Sementara itu, Ketua RW 11 Pudakpayung, Sulistijono, SE.Ak.MSi, menyatakan bahwa tradisi apitan seperti ini merupakan warisan budaya turun-temurun. “Kegiatan atau tradisi melestarikan budaya yang ada di Pudakpayung ini memang sudah ada sejak dulu. Dimulai dari Dukuh Krajan, kemudian sampai di kita, yaitu di Dawung, termasuk di RW 11 ini,” terangnya.
Menurut Sulistijono, kegiatan apitan selalu diadakan di antara Idulfitri dan Iduladha. “Puncaknya dengan mengadakan kegiatan wayang kulit semalam suntuk. Tujuannya mengembangkan budaya yang sudah kita punya sejak dulu, yaitu melestarikan tradisi, menguri-uri budaya Jawa, wayang kulit,” ucapnya.
Ia menyebut, wayang kulit adalah potret kehidupan. “Jagat pewayangan adalah potret dari kita. Jadi apa-apa yang ada di cerita wayang itu merupakan potret dari kita: ada yang seperti Kurawa, Pandawa, dan semua ada di situ. Kita bisa mengambil hikmah dari cerita-cerita tersebut,” jelas Sulistijono.
Ia juga menambahkan bahwa kegiatan apitan didukung sepenuhnya oleh warga. “Bahkan dari luar RW juga ikut mendukung. Masyarakat sekaligus mengembangkan ekonomi. UMKM dan pedagang turut meramaikan di luar area pewayangan. Cukup banyak, untuk membina perekonomian masyarakat,” katanya.
RW 11 sendiri, kata Sulistijono, juga menyisipkan bentuk kreativitas baru. “Sebelum wayangan, kita gelar seni budaya untuk anak muda, seperti musik indie, tarian modern, dan sebagainya. Jadi kita mengikuti zaman yang ada, tapi tetap melestarikan budaya seperti wayang kulit dan jathilan yang telah kita gelar,” pungkasnya.

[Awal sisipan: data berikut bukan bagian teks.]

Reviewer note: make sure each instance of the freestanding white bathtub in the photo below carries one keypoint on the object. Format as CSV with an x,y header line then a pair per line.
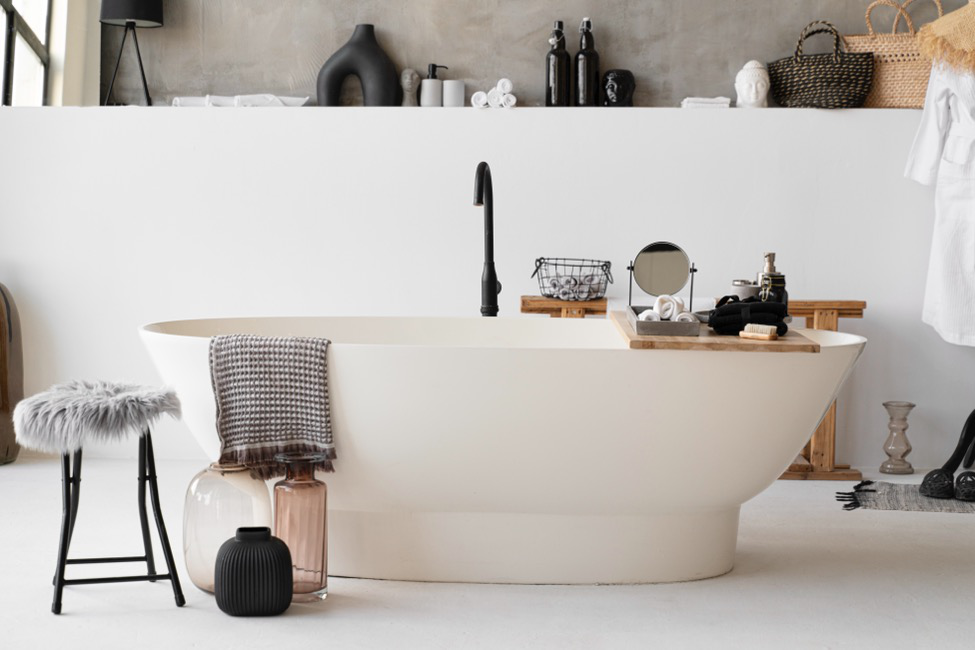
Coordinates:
x,y
534,451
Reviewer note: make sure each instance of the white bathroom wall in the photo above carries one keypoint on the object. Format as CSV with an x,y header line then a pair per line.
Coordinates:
x,y
116,217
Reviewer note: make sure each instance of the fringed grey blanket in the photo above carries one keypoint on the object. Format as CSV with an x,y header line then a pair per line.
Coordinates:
x,y
272,397
898,496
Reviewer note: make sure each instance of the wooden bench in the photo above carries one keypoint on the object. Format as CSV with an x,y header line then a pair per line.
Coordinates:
x,y
818,459
562,308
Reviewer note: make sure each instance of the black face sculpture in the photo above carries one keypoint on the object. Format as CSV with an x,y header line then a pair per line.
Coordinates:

Pementasan ini menjadi penutup yang meriah dari seluruh rangkaian kegiatan Sedekah Bumi RW 11 Pudakpayung, yang dimulai dari pertunjukan jathilan siang hari, bazar UMKM, hingga puncaknya wayangan. Warga berharap tradisi ini bisa terus dilestarikan dan diwariskan kepada generasi muda.